Chris Marti:
... my concern is with expectations of following the path, the parameters of human possibility, and for buddhists those are fundamentally based around the Buddha's experience.
I know that's your concern but there's simply no way to know. The Buddha lived 2,500 years ago and everything we know about that person comes from an oral tradition. I think it's better, just in terms of what's actually possible to accomplish, to measure your expectations against the people in this time that you can actually interact with, ask opinions of, or get suggestions from.
There have been some people who have, in the recent past, claimed to have eliminated their emotions (anger, for exmple) only to walk that back after some period of time. I think the goal of elminating anger is just not worth the time because it's not possible. What is possible is what multiple people on this thread have suggested - you can change the way you experience anger internally and thus chnage the way it gets expressed externally.

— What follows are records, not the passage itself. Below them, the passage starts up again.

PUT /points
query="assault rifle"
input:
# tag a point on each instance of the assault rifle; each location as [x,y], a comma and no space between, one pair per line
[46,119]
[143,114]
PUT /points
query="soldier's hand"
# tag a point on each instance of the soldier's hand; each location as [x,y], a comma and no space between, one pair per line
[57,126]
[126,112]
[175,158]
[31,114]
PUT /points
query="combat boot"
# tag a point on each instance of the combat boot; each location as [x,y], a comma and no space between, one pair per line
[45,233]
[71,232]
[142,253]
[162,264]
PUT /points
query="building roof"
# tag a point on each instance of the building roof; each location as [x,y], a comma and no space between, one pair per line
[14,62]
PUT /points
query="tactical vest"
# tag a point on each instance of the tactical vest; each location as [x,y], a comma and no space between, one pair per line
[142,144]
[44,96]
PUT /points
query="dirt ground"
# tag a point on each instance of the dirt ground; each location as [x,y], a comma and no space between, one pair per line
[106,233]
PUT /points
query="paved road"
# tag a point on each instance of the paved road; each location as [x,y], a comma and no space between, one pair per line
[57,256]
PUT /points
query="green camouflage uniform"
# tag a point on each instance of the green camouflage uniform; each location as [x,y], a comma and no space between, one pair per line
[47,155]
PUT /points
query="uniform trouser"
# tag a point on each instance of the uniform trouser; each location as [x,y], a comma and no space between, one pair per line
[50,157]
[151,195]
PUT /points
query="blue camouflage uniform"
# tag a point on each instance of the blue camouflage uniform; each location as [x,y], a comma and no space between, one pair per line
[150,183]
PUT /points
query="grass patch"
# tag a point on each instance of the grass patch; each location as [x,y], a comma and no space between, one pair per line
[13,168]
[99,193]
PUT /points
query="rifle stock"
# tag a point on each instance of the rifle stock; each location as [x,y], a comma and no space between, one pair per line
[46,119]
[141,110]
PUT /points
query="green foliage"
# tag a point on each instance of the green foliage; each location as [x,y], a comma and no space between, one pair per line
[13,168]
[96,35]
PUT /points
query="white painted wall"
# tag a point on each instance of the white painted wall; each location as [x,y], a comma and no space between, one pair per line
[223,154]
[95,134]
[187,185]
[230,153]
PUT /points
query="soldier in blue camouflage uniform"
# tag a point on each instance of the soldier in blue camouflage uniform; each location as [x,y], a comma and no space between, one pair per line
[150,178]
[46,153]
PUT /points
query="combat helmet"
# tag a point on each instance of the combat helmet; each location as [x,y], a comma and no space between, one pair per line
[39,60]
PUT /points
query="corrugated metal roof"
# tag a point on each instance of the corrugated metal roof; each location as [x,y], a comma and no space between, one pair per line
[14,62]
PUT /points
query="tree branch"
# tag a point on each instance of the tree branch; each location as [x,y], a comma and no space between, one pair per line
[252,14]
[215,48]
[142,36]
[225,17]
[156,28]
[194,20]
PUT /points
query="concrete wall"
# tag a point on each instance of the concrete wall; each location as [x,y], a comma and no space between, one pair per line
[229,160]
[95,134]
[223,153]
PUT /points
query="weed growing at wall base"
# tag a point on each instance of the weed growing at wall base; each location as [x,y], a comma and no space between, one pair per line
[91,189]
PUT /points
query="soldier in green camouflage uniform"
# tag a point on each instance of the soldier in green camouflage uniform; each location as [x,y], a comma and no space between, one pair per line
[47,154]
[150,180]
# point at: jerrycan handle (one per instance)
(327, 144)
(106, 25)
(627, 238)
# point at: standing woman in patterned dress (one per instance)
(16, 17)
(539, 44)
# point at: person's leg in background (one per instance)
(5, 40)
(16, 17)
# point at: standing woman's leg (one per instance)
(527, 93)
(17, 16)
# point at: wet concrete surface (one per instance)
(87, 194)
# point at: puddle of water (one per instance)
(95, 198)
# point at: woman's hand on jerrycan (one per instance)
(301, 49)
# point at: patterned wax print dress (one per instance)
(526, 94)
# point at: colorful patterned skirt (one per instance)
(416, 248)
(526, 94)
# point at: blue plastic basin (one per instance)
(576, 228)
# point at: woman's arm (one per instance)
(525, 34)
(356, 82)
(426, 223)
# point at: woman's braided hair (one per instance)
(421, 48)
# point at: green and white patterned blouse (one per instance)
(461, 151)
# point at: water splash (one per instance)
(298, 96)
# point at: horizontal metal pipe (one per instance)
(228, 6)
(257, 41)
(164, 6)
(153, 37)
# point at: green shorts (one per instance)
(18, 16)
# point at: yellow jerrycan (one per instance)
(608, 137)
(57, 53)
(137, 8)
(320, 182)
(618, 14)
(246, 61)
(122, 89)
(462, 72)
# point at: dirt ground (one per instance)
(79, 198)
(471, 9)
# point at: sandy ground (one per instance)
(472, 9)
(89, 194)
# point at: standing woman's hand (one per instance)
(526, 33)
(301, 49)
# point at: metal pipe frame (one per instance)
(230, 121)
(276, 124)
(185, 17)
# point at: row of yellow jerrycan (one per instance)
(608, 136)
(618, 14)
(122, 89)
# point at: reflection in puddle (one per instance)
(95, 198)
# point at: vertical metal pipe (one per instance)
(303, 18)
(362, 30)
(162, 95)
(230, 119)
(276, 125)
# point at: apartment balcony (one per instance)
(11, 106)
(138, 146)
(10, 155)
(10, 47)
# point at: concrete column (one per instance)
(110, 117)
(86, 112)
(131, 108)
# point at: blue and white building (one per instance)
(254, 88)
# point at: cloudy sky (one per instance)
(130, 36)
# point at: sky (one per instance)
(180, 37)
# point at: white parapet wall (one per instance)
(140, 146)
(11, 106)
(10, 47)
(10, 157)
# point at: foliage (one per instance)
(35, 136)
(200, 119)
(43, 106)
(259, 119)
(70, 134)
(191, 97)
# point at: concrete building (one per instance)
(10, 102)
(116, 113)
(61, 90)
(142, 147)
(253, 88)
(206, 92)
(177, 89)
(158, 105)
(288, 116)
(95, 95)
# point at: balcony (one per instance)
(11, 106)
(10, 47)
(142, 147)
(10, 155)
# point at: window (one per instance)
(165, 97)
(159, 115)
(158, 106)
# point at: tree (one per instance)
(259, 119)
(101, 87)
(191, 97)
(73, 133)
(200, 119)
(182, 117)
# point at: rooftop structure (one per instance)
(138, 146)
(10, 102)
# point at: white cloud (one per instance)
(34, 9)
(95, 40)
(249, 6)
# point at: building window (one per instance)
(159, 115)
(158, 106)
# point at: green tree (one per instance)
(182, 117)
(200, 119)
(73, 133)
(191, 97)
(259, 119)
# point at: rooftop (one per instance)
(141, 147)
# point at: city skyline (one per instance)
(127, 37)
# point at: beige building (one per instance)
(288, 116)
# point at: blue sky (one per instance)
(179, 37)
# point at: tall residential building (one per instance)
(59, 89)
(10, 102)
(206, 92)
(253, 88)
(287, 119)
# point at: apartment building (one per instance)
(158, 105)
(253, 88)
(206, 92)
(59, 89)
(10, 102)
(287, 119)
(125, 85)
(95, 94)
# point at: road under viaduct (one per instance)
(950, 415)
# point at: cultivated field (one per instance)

Thanks Chris. I think that this is difficult to judge because even the number of people who live in an awakened way but experience emotions like anger is pretty small, and in that there seems to be a subset of people who say that their emotions are gone, and I do know of a couple who claim this, but nobody has tested them... except maybe Jeff Martin.
I'm surprised that, if the buddha shows no sign of being subject to anger, that this is not taken at face value. I suppose this is a pragmatic view - testing ancient scripture against what seems possible in contemporary life, which is very sensible. But it's not in itself proof that Buddha was lying or mistranslated over the ages, all it is is proof of the state of people we know.
Are we to assume that the scriptures with the buddhas angry outbursts got lost along the way ? Why would that happen ? And what else has been lost along the way ?
And even if it turns out to be impossible to be totally free, at what point is anger seen as a defilement, and at what point as Tara Brach says, as a benefit ?
If buddha thought in the same way as someone like Brach, is there any reliable scripture that says so ?
So there's a big variance in what various teachers are saying about anger. Eckart Tolle for instance holds it to be a product of fear and powerlessness. Is there any other reason for anger ? If this is the case, then we have to assume that awakened people are subject to fear and powerlessness, even though they live in profound harmony with life and have supposedly overcome the illusion of death of a separate self. Wasn't overcoming death one of Buddha's main drives in his story ?
I know for some teachers, getting to a point of selflessness, and getting that sort of mindful attitude to anger is an important preliminary to a deeper stage of being completely free of emotions. At least they say, so it becomes a matter of what we believe about others, what we believe is possible.
Expecting others to be free of anger is difficult, though, because it's like expecting others to be fearless and powerless all the time - so how do you do that ? I thought that a spiritual life was meant to do that, to cut through the fight and flight mechanism by showing the animal part of us that we are part of a greater whole, that death is an illusion, that we are one with our threatening environment, that there is nothing to fear.
If that's not so then the only way to be free of fear is to physically be safe, the rat race struggle to be secure and well fed, or never take chances. And if you want others to be free then ensure they are secure and well fed and not subject to risk. Which means law, money, physical power of threat, and generally a lot of clinging and atttachment.